Sob este prisma, o dramaturgo, ator e poeta francês Antonin Artaud viveu igualmente o extremo da
proximidade com a morte, experimentando um estado de soberania diante dela – conseqüentemente,
diante de si mesmo – ao dispor da escrita como artifício de resistência durante os nove anos de
internação em diversos hospícios da França (ele freqüentou, de 1937 a 1946, Le Havre, Sotteville-
les-Rouen, Sainte-Anne, Ville-Evrard e Rodez). Diagnosticado como esquizofrênico, alternando
fases lúcidas e outras marcadas por um contato quase nulo com a realidade, Artaud distancia-se
bastante de Lima Barreto no prognóstico médico.

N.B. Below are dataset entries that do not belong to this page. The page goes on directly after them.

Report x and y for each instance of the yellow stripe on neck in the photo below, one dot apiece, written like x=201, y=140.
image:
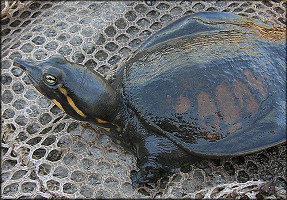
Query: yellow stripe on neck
x=58, y=104
x=62, y=90
x=72, y=104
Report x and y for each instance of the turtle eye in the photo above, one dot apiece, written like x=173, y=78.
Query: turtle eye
x=50, y=79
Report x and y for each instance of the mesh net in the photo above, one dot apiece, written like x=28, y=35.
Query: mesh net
x=47, y=154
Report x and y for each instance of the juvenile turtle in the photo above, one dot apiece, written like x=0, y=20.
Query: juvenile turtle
x=208, y=85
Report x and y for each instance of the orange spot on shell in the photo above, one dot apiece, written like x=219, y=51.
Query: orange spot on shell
x=227, y=104
x=183, y=104
x=242, y=92
x=256, y=83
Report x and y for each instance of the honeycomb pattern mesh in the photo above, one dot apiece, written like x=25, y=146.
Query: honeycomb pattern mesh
x=47, y=154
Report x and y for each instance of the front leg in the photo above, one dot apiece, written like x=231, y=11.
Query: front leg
x=157, y=158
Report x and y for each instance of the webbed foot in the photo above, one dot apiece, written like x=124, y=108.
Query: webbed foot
x=150, y=172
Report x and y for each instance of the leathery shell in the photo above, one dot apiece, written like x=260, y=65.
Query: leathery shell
x=213, y=83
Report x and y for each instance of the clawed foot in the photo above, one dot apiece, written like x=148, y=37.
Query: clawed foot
x=149, y=173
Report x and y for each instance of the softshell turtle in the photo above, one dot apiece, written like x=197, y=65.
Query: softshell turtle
x=210, y=84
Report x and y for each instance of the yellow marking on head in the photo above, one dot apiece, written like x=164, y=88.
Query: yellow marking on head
x=58, y=104
x=72, y=104
x=119, y=129
x=62, y=90
x=101, y=121
x=107, y=129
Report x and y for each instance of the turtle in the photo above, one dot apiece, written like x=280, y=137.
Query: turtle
x=208, y=85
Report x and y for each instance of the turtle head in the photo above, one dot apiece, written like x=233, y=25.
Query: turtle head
x=77, y=90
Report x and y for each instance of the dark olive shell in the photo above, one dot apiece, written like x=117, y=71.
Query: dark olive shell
x=213, y=83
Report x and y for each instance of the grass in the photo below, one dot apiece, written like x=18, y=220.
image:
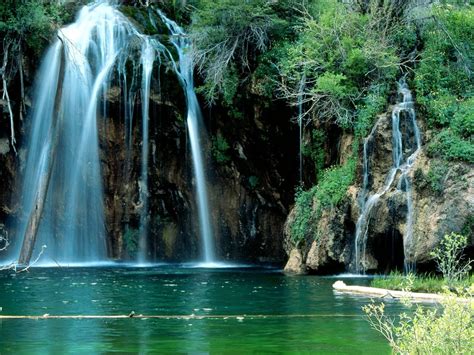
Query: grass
x=421, y=283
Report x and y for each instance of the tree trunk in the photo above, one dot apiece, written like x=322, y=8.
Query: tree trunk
x=34, y=219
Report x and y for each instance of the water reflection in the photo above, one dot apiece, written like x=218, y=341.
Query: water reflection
x=318, y=319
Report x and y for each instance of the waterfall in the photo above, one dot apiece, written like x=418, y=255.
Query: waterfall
x=147, y=59
x=62, y=172
x=183, y=47
x=300, y=125
x=400, y=165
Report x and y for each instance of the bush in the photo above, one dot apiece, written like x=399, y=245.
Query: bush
x=228, y=36
x=448, y=330
x=449, y=258
x=437, y=176
x=328, y=193
x=443, y=81
x=344, y=57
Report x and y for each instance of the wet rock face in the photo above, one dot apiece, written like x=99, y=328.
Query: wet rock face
x=248, y=194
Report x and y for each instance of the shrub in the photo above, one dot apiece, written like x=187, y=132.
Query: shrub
x=449, y=258
x=448, y=330
x=328, y=193
x=437, y=176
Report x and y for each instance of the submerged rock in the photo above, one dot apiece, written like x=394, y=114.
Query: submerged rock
x=295, y=264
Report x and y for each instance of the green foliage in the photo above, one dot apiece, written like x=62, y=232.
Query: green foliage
x=253, y=182
x=303, y=215
x=32, y=21
x=449, y=330
x=228, y=36
x=444, y=84
x=346, y=60
x=448, y=256
x=437, y=176
x=328, y=193
x=130, y=240
x=373, y=104
x=420, y=283
x=314, y=149
x=220, y=149
x=449, y=145
x=333, y=184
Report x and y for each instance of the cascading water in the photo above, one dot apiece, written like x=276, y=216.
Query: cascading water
x=366, y=201
x=147, y=59
x=300, y=125
x=183, y=45
x=62, y=174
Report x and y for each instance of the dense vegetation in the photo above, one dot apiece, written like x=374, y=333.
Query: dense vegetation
x=334, y=62
x=447, y=330
x=337, y=64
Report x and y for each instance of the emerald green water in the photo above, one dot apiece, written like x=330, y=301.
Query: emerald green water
x=303, y=314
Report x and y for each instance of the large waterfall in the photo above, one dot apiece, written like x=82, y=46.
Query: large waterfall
x=62, y=194
x=183, y=46
x=401, y=166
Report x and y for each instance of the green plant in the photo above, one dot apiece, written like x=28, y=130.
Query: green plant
x=314, y=149
x=220, y=149
x=448, y=330
x=437, y=176
x=449, y=258
x=328, y=193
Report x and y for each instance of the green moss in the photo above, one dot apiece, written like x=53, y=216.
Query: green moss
x=220, y=149
x=328, y=193
x=130, y=240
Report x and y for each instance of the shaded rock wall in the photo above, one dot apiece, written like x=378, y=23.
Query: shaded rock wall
x=330, y=248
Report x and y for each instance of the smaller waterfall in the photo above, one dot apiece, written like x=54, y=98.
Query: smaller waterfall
x=300, y=125
x=147, y=59
x=183, y=46
x=366, y=201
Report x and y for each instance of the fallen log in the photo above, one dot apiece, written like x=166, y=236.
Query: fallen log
x=34, y=219
x=340, y=286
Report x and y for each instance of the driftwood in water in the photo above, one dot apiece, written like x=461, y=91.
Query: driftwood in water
x=31, y=232
x=340, y=286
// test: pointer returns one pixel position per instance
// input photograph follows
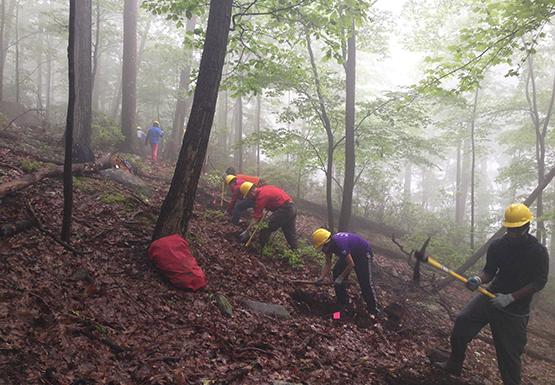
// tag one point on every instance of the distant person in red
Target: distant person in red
(238, 205)
(153, 136)
(284, 212)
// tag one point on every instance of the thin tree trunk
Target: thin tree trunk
(323, 114)
(177, 208)
(348, 184)
(83, 42)
(182, 102)
(238, 157)
(96, 48)
(129, 74)
(257, 120)
(459, 204)
(473, 167)
(17, 99)
(73, 72)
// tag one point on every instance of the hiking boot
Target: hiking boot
(449, 367)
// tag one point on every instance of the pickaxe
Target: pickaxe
(421, 256)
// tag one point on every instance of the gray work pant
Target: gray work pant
(508, 331)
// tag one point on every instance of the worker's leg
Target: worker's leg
(340, 290)
(288, 228)
(275, 221)
(468, 324)
(240, 207)
(363, 269)
(509, 336)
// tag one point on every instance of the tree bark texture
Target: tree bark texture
(129, 74)
(182, 103)
(177, 208)
(238, 157)
(83, 79)
(323, 114)
(349, 178)
(67, 171)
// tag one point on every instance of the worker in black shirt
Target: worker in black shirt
(518, 265)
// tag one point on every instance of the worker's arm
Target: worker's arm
(348, 267)
(326, 268)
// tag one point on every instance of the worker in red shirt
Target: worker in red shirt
(237, 205)
(283, 210)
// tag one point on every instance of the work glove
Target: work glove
(473, 283)
(502, 300)
(244, 236)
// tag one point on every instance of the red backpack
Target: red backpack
(173, 257)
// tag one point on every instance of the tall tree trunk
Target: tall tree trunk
(459, 204)
(129, 74)
(238, 157)
(540, 129)
(182, 102)
(5, 24)
(73, 73)
(83, 42)
(473, 167)
(177, 208)
(16, 28)
(323, 114)
(257, 128)
(96, 51)
(348, 183)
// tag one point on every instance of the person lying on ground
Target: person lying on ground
(518, 265)
(352, 251)
(284, 212)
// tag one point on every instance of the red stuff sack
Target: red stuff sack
(173, 257)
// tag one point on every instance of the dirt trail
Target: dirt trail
(106, 316)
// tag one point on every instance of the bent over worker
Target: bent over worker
(284, 212)
(518, 265)
(352, 251)
(238, 205)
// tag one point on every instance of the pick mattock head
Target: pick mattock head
(421, 254)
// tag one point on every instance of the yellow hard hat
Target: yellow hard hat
(517, 215)
(245, 188)
(229, 178)
(320, 237)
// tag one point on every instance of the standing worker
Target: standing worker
(352, 251)
(518, 265)
(153, 137)
(284, 212)
(237, 205)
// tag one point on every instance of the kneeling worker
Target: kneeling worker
(238, 205)
(353, 251)
(284, 212)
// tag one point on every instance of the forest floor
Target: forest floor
(104, 315)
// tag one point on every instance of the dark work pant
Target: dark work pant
(240, 207)
(508, 331)
(363, 270)
(284, 217)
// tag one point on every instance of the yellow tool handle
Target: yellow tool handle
(432, 262)
(222, 197)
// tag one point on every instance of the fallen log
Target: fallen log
(8, 229)
(51, 172)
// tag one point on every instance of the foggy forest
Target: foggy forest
(277, 192)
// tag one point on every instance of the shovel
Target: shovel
(421, 256)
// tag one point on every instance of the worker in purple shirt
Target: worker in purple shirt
(352, 251)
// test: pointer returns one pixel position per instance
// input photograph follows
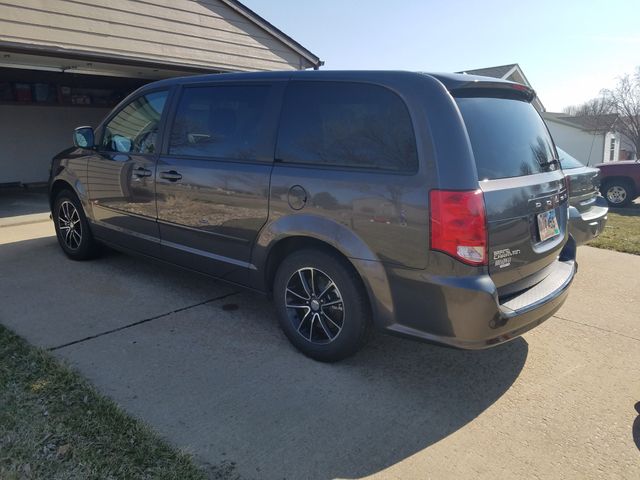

A uni-los, a literatura da urgência, uma tentativa
de resgate da identidade que se consolidou como inscrição capaz de ir além das técnicas de controle
corporal no hospital psiquiátrico. No caso específico dos esquizofrênicos, funcionou como um
S.O.S., uma ferramenta útil na tentativa de compreensão de si, na recuperação de um eu
radicalmente partido, de um pensamento cindido – para usar expressão próxima à etimologia da
esquizofrenia (do grego, alma fendida). No caso de Lima Barreto, fortaleceu a escrita de si e
rearrumou o pensamento perturbado por delírios alcoólicos.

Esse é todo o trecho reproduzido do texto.